Yes only available at seminars.

He charts them and lists the differences - generally they stay the same over time.

I don’t know anyone else who follows them.
And I am not sure they’re as special as he says.

I’d love to know how they come up with these figures …

By the way the story about a someone at one of their seminars in Ireland talking about a certification where you have to drink your urine was complete BS.

I was there - never happened.

Either the Brown Recluse spider or the Vit. C did serious damage to the brain … maybe it wasn’t oxygen in the tent after all … serious bong hits CP.

ok

I’m sorry - I am sometimes a little to harsh on the wee guy.

no23,
you mean you didn’t perform bicep curls in a hyperbaric chamber with an IV of vit c hooked up to your arm?

how else are you going to “win the arms race”

From my archives. I believe this was for an American football player or just for general porpotionate strength. For other sport athletes the percentages may be different.

Back squat
Front squat 85% of back squat
Power clean 72% of back squat
Snatch 56% of back squat

Example:
Back squat 500lb
Front squat 425lb
PC 360lb
Snatch 280lb

Thomas

That sounds similar to the percentages I heard at his seminar 5 years ago.

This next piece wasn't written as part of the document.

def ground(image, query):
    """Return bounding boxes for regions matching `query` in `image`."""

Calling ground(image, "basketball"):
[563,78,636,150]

I hope these tables are better than the ones he used on a guy I met. He told this guy, during a phone consultation, that, at 5’ 10" he should weigh 205 to be a world class sprinter. “I’ve got the tables here in front of me!” CP said. That’s total bullshit, of course, as there are no such tables. Then again, maybe CP was talking about the coffee table he was resting his drink on.

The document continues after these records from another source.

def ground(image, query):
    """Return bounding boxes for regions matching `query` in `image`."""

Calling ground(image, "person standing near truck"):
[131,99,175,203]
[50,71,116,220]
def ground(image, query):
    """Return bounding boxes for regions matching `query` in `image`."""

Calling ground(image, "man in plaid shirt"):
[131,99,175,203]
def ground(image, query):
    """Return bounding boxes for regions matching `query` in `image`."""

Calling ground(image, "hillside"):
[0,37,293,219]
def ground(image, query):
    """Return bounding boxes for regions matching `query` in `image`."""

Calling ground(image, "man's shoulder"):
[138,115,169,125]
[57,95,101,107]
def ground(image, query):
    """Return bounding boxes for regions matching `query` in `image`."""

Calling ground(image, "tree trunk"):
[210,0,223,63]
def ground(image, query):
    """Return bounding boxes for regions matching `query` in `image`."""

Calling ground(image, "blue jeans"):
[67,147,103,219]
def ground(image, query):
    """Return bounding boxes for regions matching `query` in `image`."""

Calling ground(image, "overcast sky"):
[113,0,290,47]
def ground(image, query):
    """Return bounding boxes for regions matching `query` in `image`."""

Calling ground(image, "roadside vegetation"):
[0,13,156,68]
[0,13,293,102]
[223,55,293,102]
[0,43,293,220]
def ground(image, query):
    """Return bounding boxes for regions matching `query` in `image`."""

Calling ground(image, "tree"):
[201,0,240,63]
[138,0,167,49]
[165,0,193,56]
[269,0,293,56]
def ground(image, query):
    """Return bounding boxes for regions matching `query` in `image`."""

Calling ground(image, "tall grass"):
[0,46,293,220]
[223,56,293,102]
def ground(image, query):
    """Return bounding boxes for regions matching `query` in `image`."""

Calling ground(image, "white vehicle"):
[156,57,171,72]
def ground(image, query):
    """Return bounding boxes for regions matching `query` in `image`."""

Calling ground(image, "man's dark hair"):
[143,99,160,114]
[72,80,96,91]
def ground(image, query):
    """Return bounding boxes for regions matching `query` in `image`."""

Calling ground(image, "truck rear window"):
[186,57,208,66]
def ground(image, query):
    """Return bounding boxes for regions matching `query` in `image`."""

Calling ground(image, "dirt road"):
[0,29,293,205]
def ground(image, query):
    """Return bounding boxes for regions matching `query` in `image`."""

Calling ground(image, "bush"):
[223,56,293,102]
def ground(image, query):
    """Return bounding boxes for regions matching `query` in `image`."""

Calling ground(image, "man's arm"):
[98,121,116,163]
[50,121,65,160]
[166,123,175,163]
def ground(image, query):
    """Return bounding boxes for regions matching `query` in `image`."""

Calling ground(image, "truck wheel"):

Does anyone see the problem here?? How can you have a table when ther are such huge variations in skill needed to perform the tests? How do you do a general comparison across an athletic population between a back squat and a snatch?

In a purely theoretical kinematic analysis (crap, i am using more jargon than DB hammer :slight_smile: ), the differences in lower and upper leg lengths as well as torso length would render these statistics void. In addition, since there is more than one way for the same person to do a lift (stance width, torso bending over, knees in or out etc), there is no way one could get reasonably good confidence intervals with this data.

If you add in the real-world technical aspects to the lifts, it makes those statistics excessively bad especially for people who suck at OLY lifts.

I agree, but I suppose the real problem is the crowd at the seminar itself. The bigger the crowd, by definition, the lower the general level of understanding. If you DON’T give them something to use right away, they won’t come back.

Fair enough. I can understand that situation. It would be nice to hear some of details behind this though, maybe it would make more sense. (although i find the jokes about the spider bite hilarious :slight_smile: )

Regardless, a large amount of statistic data of athletes’ lifts with adaquet background such as sports performance, limb and body dimensions would be some interesting data to look at. I wonder if there are some interesting correlations to be made.

I agree, but I suppose the real problem is the crowd at the seminar itself. The bigger the crowd, by definition, the lower the general level of understanding. If you DON’T give them something to use right away, they won’t come back.

Charlie, well put as always.

Don’t shoot the messenger! I only reported what I heard.

And that’s why we’ll never make friends with the aliens.

I agree it would be interesting - but that’s all it would be.

No two people can be the same and attempting to use such percentages is dangerous IMO.

CP always says he gets this data from assessing the world class athletes he has tested and treated etc.

  • But how many World Class sprinters has he trained or even how many Super Bowl winners has he trained?
  • The data is only as good as the subjects tested - not to mention all the variables that are involved in testing etc.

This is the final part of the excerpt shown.